This series was over the moment Mark Scheifele decided venting his frustration was more important than attemptiong a comeback, some time around midway in the first game of the series, way before he actually crossed the line and deliberately injured Montréal Canadiens rookie Jake Evans. He left the Winnipag Jets - already without second-line center Paul Stastny, on the cusp of losing #2 defenseman Dylan DeMelo for a long time - without their top playmaker, a point-per-game player who had helped shut Connor McDavid and the Edmonton Oilers down in the first round.
As his eyes got more and more filled with rage from being stifled by Phillip Danault and clobbered by Shea Weber, Jeff Petry, Joel Edmundson and Ben Chiarot, you could almost read the prediction of how the series would go by the expression on his face, from "Jets in 6" at the opening faceoff to "Jets in 7" in the middle of the second period to "Habs in 7" to start the third, "Habs in 6" five minutes later, and "Habs in 4" when it became clear Scheifele would get a lengthy suspension.
The referees did a good job of not letting any part of this series get out of hand, even calling out Stastny for a penalty for a cross-check after a goal in Game 3, making sure the last ten minutes of play isn't just scrum-after-scrum of frustration masquerading as "message sending" with the potential for more useless injuries.

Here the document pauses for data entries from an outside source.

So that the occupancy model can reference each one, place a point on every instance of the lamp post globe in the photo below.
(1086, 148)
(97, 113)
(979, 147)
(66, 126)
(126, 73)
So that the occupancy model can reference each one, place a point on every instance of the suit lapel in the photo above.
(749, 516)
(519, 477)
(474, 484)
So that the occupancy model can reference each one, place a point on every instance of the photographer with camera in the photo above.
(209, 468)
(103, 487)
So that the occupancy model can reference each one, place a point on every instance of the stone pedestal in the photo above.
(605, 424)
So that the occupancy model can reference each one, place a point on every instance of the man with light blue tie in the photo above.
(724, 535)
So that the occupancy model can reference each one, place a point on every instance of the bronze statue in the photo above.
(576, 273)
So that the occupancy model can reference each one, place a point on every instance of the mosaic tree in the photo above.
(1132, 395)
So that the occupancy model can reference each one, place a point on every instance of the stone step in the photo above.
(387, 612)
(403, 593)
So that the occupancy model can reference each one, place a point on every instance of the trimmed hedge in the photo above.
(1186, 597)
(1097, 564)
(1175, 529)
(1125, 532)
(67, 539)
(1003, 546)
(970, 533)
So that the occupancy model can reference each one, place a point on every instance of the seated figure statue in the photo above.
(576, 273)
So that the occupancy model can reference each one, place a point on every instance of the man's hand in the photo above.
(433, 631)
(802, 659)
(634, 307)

I love a tough game; I would love for every team to have a Blake Wheeler on one wing and a Josh Anderson on the other to bang and bruise their way to the opposition's net, but dirty plays at the speed of this spot cannot be tolerated, and as much as I really love the Jets, that the series was decided on a bonehead play after an empty-net goal is well-deserved. Wheeler seemed to agree that the suspension changed the course of the series:
You can't describe the impact of losing him. He's a top-10 player in the NHL. I'm not saying that we would win the series in five games because he was in the lineup. But it just changes our team. He makes me better, he makes Kyle Connor better. It just makes our team look a lot different, so it's a damn shame.I don't believe Scheifele gets the Nazem Kadri treatment and gets shipped out of town, and hopefully he learneds his lesson from this unfortunate situation.

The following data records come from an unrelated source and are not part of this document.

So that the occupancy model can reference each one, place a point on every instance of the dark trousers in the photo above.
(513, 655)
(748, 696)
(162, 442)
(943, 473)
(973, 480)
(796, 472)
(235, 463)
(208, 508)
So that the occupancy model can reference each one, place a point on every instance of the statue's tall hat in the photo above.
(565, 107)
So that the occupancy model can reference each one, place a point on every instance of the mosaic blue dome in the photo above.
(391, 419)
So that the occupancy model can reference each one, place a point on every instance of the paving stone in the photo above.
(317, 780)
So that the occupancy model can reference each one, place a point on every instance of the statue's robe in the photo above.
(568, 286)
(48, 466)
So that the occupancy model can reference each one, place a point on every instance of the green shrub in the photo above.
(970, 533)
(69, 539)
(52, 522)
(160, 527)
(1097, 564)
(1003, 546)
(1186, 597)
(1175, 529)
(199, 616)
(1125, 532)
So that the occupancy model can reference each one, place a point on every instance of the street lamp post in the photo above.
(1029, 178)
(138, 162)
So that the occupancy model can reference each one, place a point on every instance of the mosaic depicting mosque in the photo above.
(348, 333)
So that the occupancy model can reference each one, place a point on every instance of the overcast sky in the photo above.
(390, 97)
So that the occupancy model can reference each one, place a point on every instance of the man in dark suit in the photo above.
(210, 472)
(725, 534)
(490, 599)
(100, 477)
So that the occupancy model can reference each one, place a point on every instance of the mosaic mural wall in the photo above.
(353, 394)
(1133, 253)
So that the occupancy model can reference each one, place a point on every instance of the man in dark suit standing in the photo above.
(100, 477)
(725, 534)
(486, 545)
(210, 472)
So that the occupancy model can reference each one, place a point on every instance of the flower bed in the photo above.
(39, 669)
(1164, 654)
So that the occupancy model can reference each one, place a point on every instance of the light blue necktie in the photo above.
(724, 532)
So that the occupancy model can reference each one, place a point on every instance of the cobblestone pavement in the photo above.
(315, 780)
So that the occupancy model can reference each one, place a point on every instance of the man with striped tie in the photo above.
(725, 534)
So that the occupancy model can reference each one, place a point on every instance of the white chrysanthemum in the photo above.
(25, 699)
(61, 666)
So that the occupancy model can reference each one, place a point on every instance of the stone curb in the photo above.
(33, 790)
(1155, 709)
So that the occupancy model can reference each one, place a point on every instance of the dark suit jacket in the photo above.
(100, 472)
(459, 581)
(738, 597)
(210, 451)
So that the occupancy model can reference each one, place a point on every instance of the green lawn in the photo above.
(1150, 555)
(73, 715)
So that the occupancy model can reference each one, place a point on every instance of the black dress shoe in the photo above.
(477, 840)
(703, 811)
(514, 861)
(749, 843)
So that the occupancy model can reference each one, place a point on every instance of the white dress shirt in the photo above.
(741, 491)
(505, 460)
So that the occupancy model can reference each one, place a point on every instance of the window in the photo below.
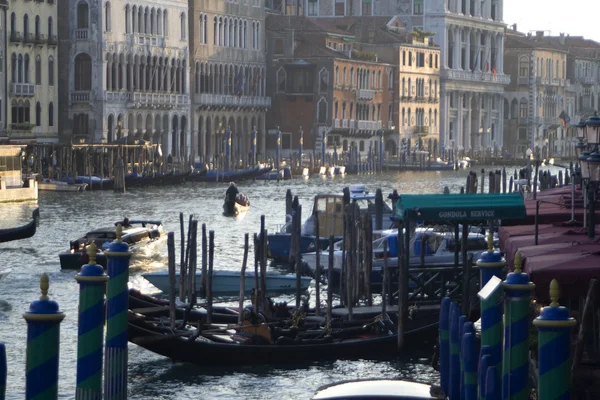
(83, 72)
(523, 66)
(51, 114)
(38, 114)
(313, 8)
(107, 17)
(50, 71)
(38, 70)
(367, 7)
(322, 111)
(82, 15)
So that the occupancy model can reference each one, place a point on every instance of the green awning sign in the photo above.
(460, 207)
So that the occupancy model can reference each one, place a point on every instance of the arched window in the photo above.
(107, 21)
(322, 111)
(38, 70)
(182, 23)
(38, 114)
(50, 71)
(51, 114)
(83, 72)
(82, 15)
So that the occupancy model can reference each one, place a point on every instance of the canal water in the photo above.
(66, 216)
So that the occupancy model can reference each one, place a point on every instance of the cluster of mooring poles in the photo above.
(496, 366)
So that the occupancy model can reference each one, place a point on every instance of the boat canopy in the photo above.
(460, 207)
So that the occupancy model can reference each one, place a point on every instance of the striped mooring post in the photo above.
(445, 343)
(515, 364)
(491, 264)
(43, 338)
(3, 371)
(554, 344)
(115, 367)
(92, 285)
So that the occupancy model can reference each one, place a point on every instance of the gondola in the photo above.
(237, 207)
(271, 343)
(21, 232)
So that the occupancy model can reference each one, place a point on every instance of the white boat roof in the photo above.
(388, 388)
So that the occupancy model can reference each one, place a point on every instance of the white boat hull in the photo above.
(228, 282)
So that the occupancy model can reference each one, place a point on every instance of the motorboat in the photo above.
(363, 389)
(330, 209)
(227, 282)
(240, 205)
(142, 236)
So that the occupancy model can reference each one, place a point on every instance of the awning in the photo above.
(460, 207)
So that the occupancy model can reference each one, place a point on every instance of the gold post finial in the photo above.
(92, 253)
(518, 262)
(119, 232)
(44, 285)
(554, 292)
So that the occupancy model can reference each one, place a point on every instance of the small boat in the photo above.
(21, 232)
(52, 185)
(227, 282)
(364, 389)
(140, 235)
(237, 207)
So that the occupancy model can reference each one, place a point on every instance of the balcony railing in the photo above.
(16, 37)
(80, 96)
(365, 94)
(81, 34)
(231, 100)
(22, 89)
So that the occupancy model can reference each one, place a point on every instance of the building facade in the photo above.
(228, 77)
(321, 79)
(126, 72)
(537, 98)
(31, 105)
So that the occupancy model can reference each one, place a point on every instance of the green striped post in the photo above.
(515, 365)
(554, 356)
(43, 338)
(92, 285)
(115, 367)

Still, these are good times for Jets fans. They have had a very good team for the better part of a decade now, have the best goalie in the game (Connor Hellebuyck), are exciting to watch, have a good tactician in coach Paul Maurice (although at this point perhaps a motivator might be what they should be looking for)... they did not sweep the Oilers by accident.
They are missing two key elements for me: a top-four defenseman and a return to one of their old uniforms, such as the mid-1990s oen as sported by Tim Cheveldae on card #212 from Pinnacle Brands' 1995-96 Score set: The Ottawa Senators, Calgary Flames and Arizona Coyotes have recently all embraced the retro trand, as has Adidas with their "Reverse Retro" series, I think the Jetsshould also embrace the pre-rebirth history of the NHL in their town.
Cheveldae was a typical Detroit Red Wings goalie: a workhorse for a small number of seasons (three), not quite an established #1 that gets you palyoff success, a scapegoat for postseason failures, and not a Vezina-caliber game-changer, although he did garner some votes in two of his seasons in recognition for games played (72 in 1991-92, for a total of 4236 minutes, and 67 games/3880 minutes the following year, but he had no chance of actually winning with Patrick Roy and Ed Belfour in their prime).
He was replaced in Detroit by Chris Osgood before moving to Winnpeg where he shared the net with Bob Essensa and Nikolai Khabibulin before phasing out of the NHL and into the IHL (Fort Wayne Komets in 1996-97, Las Vegas Thunder in 1997-98, both with a .878 save percentage and nearly identical 3.96 and 3.95 goals-against averages). He rocked the Heaton equipment well in Winnipeg, but my best memories of him are donning the Vaughn pads in Detroit.